While this approach can be more costly and complex to administer, he says, it offers significant advantages, particularly for larger firms with sufficient scale.
A recent example of direct employee feedback in action at Starbucks was the launch of the Partner Choice Program for eligible employees, who can choose a Health Spending Account (HSA) or Personal Wellness Account (PWA), says Kean.
“[These] have an annual set amount of funds that can be put toward a variety of out-of-pocket expenses such as medical expenses, services related to name and gender marker changes for transgender, non-binary and gender non-conforming partners, commuting and even childcare.”
Downsides to customization
While flexible benefits can help address diverse employee needs, Park cautions against excessive complexity.
“When organizations customize, sometimes employees have to contact a different vendor to use that benefit, rather than the HR department of their company... and they have their own rules and regulation about what is reimbursed and what is not… and all of that is certainly annoying,” he says.
Park also warns against overwhelming employees with too many options, comparing the experience to shopping at Costco versus Walmart.
“You go to Walmart because there is a ton of options. Some are good, some are not good… you go to Costco and they have a very limited set of products and goods, but you can be assured that a certain quality will be met,” he says.

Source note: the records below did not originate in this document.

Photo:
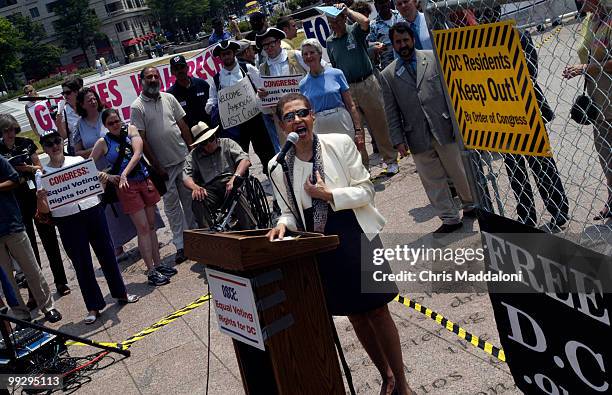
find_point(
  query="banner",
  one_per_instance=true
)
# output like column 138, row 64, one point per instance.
column 277, row 87
column 72, row 184
column 237, row 103
column 119, row 91
column 491, row 90
column 554, row 342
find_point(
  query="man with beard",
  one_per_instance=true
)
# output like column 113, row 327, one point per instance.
column 348, row 51
column 254, row 130
column 191, row 92
column 418, row 114
column 160, row 121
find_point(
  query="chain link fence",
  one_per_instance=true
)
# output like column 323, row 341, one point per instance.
column 570, row 193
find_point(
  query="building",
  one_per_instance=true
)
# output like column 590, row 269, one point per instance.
column 126, row 25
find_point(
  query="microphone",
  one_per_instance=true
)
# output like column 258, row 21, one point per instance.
column 292, row 139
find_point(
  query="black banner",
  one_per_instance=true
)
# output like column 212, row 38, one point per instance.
column 555, row 343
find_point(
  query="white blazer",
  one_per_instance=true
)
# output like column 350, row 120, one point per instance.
column 346, row 177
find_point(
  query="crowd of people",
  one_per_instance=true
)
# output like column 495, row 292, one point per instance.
column 381, row 73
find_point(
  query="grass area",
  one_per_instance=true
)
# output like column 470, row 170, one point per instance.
column 34, row 137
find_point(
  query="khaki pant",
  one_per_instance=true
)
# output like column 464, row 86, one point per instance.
column 368, row 99
column 435, row 167
column 17, row 245
column 338, row 120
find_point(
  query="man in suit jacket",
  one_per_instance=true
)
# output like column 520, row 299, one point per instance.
column 417, row 113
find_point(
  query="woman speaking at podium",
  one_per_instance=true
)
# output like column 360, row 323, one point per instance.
column 334, row 195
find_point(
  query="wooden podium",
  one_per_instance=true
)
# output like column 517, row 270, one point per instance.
column 300, row 357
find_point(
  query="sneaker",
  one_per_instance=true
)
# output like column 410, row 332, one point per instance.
column 157, row 279
column 392, row 169
column 448, row 228
column 180, row 256
column 166, row 270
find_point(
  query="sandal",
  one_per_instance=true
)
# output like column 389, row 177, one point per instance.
column 90, row 319
column 129, row 298
column 63, row 290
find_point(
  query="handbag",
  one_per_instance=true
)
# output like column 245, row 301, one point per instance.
column 583, row 110
column 110, row 191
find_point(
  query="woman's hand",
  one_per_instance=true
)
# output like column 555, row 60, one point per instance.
column 229, row 186
column 359, row 142
column 574, row 70
column 123, row 182
column 318, row 190
column 277, row 232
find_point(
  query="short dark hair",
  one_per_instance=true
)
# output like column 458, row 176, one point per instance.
column 400, row 27
column 107, row 113
column 73, row 82
column 283, row 22
column 81, row 99
column 288, row 98
column 145, row 69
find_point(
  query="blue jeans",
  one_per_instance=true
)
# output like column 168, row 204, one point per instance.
column 269, row 121
column 77, row 232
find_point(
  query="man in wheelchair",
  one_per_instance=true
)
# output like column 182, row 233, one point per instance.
column 214, row 171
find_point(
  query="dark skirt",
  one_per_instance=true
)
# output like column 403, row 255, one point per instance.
column 341, row 269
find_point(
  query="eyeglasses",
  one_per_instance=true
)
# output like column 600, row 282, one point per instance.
column 51, row 143
column 290, row 116
column 268, row 44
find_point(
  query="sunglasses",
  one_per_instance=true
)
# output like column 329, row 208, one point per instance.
column 113, row 123
column 290, row 116
column 268, row 44
column 51, row 143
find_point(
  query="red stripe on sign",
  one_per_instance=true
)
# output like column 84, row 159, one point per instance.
column 228, row 280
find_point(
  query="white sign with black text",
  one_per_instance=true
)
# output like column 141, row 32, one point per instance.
column 235, row 307
column 238, row 103
column 72, row 184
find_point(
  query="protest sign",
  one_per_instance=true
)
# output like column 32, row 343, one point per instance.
column 277, row 87
column 235, row 307
column 317, row 27
column 72, row 183
column 555, row 342
column 491, row 90
column 237, row 103
column 119, row 91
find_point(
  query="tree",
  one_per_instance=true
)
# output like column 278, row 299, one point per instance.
column 77, row 25
column 38, row 60
column 10, row 43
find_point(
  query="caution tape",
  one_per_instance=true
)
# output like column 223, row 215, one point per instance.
column 549, row 37
column 456, row 329
column 127, row 343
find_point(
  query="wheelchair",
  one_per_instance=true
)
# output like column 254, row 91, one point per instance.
column 247, row 194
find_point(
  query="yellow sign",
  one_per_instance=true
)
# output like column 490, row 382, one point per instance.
column 490, row 87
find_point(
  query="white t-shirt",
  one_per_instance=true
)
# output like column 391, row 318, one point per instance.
column 75, row 207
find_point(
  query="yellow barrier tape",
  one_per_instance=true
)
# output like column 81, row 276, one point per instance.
column 456, row 329
column 124, row 345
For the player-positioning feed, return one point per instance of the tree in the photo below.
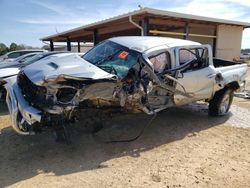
(20, 47)
(3, 49)
(13, 46)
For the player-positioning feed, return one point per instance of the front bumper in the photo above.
(20, 110)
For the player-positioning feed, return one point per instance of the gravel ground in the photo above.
(183, 147)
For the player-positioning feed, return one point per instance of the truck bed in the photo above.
(223, 63)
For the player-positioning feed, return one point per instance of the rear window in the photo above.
(112, 57)
(14, 55)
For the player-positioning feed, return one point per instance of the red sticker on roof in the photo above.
(123, 55)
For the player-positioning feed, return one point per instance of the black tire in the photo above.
(221, 102)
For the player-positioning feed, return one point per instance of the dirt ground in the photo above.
(183, 147)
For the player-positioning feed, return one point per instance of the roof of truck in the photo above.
(143, 43)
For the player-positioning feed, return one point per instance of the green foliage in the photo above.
(13, 46)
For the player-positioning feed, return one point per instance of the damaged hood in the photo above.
(71, 66)
(7, 72)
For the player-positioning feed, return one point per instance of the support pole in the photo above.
(79, 46)
(145, 26)
(186, 30)
(51, 45)
(68, 44)
(95, 37)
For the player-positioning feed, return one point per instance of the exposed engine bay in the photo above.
(64, 96)
(125, 75)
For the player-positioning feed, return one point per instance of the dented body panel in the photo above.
(118, 74)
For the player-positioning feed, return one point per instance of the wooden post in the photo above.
(79, 46)
(95, 37)
(51, 45)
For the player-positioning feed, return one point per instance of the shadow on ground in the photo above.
(22, 157)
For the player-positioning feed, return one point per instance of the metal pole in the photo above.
(78, 46)
(145, 26)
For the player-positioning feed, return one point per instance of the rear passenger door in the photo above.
(198, 77)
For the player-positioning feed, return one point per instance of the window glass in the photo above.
(160, 62)
(14, 55)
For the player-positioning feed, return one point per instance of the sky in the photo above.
(26, 21)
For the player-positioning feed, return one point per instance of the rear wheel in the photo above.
(221, 102)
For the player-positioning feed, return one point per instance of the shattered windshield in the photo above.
(112, 58)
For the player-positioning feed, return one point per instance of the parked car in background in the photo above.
(10, 56)
(245, 56)
(131, 74)
(12, 68)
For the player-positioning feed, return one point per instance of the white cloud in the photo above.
(212, 8)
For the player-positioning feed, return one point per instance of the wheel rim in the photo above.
(224, 104)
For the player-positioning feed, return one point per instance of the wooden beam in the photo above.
(95, 37)
(180, 34)
(78, 46)
(51, 45)
(186, 30)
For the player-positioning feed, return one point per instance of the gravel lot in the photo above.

“Oftentimes, people don't know what they want. So, sometimes having a good set of benefits and have them choose out of it can be a better way than just offering too many benefits.”

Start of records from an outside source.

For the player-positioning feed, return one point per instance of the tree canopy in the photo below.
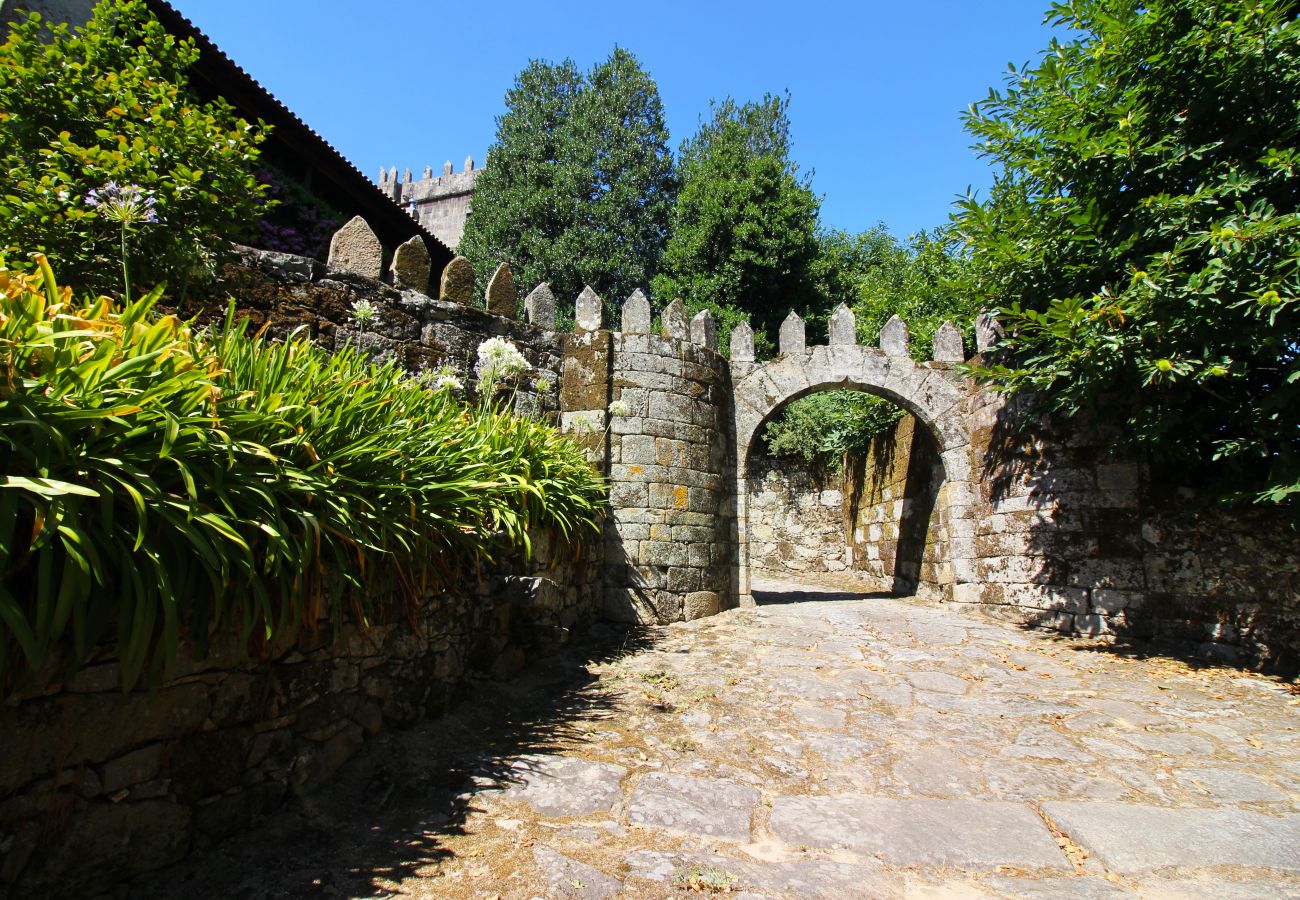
(744, 228)
(878, 276)
(1142, 232)
(579, 184)
(92, 122)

Communicate, communicate, communicate
One of the most significant barriers to effective benefits utilization is poor communication. According to the Robert Walters survey, only 51% of professionals are satisfied with how their benefits are communicated, leaving nearly half unclear about what’s available to them.
“The semantics need to change around what a benefit is, and that it’s actually encompassing pretty much everything that is on offer,” says Fox, suggesting that employers make benefits more “digestible.”
That can involve one-page flyers or town hall presentations where HR teams outline available perks, he says.
“That could also spark the conversation of, ‘Oh yes, this is what we have. Well, you know what? Actually, I would like more of this or that.’”
Starbucks Canada ensures partners are informed through regular internal communications, benefit guides, and dedicated platforms, such as a Starbucks Partner App for retail employees, says Kean.
“Managers also play a role in reinforcing this knowledge by educating team members during onboarding, team meetings, and rewards conversations.”
Park emphasizes the importance of clear and accessible communication, particularly using visual tools.
“Many people are visual learners... giving numbers or graphics will be one way [to help],” he says. For example, retirement plans could be presented with bar graphs showing how investments grow over time, so employees can make informed decisions.
Organizations should also invest in user-friendly platforms that allow employees to explore their benefits options with minimal effort, he says.
“With a few clicks, they can see what their current usage of a benefit is like and what other options they can have.”